Joanie displayed and sold prints of her watercolor paintings at Damariscotta Pottery in Damariscotta, Maine for 8 years; a new painting was done each year which featured their beautiful pottery. She has also shown acrylic paintings at the Maine Coast Artists Gallery in Friendship, Maine. One of her paintings is featured on the back cover of her son Jeremy’s folk rock album called “Cannonballs.”
Joanie prefers to paint colorful landscapes from photos she takes in Maine or other places that she and her husband Rick travel to. Joanie and Rick live in Sterling, MA and have two grown sons, Chip and Jeremy.
This show at The UXLocale is Joanie’s first solo show.

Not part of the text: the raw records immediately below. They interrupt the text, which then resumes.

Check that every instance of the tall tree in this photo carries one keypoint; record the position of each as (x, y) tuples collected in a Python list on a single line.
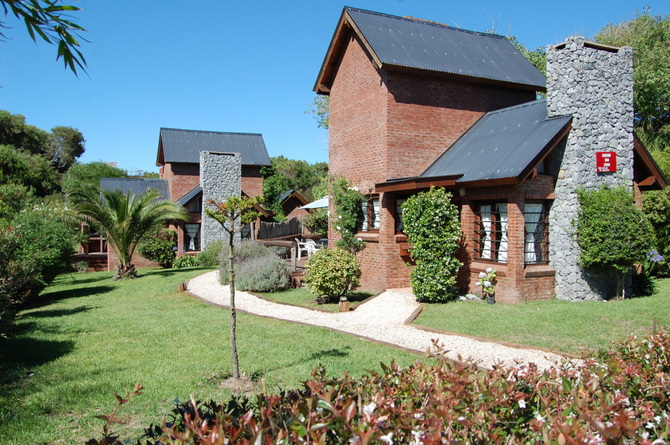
[(233, 214), (82, 177), (649, 36), (34, 172), (62, 146), (287, 174), (65, 145), (49, 20), (126, 219)]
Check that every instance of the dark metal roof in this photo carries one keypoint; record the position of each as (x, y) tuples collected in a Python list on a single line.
[(135, 185), (502, 144), (185, 146), (190, 195), (414, 43)]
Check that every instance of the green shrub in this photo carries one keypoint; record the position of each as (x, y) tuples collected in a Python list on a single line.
[(211, 255), (161, 248), (183, 262), (243, 251), (656, 205), (264, 274), (331, 273), (35, 246), (612, 233), (433, 231), (618, 397), (317, 222)]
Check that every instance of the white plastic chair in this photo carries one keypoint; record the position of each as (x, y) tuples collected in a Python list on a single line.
[(301, 247), (309, 247), (312, 247)]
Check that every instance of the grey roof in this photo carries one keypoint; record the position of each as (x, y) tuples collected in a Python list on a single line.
[(186, 145), (190, 195), (502, 144), (135, 185), (414, 43)]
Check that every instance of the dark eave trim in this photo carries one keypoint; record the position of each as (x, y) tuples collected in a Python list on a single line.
[(417, 183), (462, 78), (558, 137), (660, 179)]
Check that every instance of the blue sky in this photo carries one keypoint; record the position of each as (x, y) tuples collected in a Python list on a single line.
[(243, 66)]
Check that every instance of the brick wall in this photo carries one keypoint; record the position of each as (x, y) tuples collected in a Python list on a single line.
[(390, 125), (427, 114), (252, 181), (182, 178), (517, 281)]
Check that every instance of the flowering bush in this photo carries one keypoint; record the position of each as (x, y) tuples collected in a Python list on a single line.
[(618, 397), (487, 281), (434, 232), (268, 273)]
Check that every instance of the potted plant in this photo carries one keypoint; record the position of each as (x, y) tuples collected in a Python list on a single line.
[(487, 281)]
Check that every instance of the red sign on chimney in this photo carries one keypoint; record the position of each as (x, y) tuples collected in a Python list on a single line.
[(605, 161)]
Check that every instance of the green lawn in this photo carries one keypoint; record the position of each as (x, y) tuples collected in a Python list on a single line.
[(303, 297), (92, 337), (558, 325)]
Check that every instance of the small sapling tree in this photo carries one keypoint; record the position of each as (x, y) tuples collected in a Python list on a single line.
[(233, 214), (433, 231), (612, 234)]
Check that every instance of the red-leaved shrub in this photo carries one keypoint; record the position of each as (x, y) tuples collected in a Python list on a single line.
[(616, 397)]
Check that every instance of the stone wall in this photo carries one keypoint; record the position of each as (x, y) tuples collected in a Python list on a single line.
[(594, 84), (220, 178)]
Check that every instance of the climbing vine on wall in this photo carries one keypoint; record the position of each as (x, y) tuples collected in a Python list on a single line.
[(433, 231)]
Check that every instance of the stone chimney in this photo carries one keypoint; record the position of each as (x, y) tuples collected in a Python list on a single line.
[(594, 84), (220, 177)]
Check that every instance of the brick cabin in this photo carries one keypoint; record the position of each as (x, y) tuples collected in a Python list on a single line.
[(415, 104), (179, 159)]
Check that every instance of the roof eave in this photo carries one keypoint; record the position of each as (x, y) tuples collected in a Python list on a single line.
[(553, 142), (332, 59), (416, 183), (461, 77)]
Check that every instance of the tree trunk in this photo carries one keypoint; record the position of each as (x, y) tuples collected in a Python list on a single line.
[(125, 271), (619, 285), (233, 312)]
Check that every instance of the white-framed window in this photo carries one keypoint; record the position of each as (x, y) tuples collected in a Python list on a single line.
[(491, 242), (536, 232), (368, 217)]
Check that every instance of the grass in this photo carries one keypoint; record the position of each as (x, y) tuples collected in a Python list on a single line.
[(90, 337), (303, 297), (559, 325)]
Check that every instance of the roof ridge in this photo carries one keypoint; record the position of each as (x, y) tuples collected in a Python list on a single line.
[(425, 22), (210, 131)]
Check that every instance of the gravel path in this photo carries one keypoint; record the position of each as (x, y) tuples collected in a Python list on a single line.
[(381, 318)]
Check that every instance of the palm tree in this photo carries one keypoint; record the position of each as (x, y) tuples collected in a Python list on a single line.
[(125, 219)]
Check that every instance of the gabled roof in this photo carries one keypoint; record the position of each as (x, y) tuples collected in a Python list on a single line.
[(502, 146), (505, 143), (175, 145), (291, 194), (412, 44)]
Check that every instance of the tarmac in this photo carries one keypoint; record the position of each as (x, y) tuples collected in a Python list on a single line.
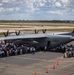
[(37, 64)]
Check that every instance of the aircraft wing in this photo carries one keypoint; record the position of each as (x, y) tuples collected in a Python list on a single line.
[(27, 36)]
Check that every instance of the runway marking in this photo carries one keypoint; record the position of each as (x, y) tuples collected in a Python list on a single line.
[(35, 59)]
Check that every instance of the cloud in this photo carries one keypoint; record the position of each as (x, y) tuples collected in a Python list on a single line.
[(5, 1), (35, 8), (57, 12), (57, 4)]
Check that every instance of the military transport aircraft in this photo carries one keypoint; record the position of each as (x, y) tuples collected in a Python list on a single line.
[(49, 40)]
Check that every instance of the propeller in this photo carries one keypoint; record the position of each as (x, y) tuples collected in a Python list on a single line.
[(36, 31), (6, 33), (17, 32), (44, 30)]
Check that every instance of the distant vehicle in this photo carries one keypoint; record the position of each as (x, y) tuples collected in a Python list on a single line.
[(41, 40)]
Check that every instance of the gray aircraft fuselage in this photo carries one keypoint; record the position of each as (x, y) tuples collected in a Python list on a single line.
[(50, 41)]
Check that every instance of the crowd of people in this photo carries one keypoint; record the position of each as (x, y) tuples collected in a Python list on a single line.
[(10, 49)]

Donna Dufault has over 20 years of experience working in the photography industry. She has a BFA degree in Fine Art Photography from Rochester Institute of Technology. She has worked at some of the best photographic printing labs in the country and with some of the top art photographers in the world. This experience coupled with years of gallery experience, running art marketing groups, curating shows, and co-coordinating photo workshops has given her a unique perspective into the fine art photography world.
“I’m fascinated by the art of preparing food and the tools used to create it,” said Ms. Dufault. “The dents, scratches, cracks and patina all create beauty in their imperfections. I truly enjoy tracking down the tools, and documenting their vulnerability from human treatment.” The resulting images which are included in the show are sometimes very abstract imaginings, while others are more clearly about the objects themselves.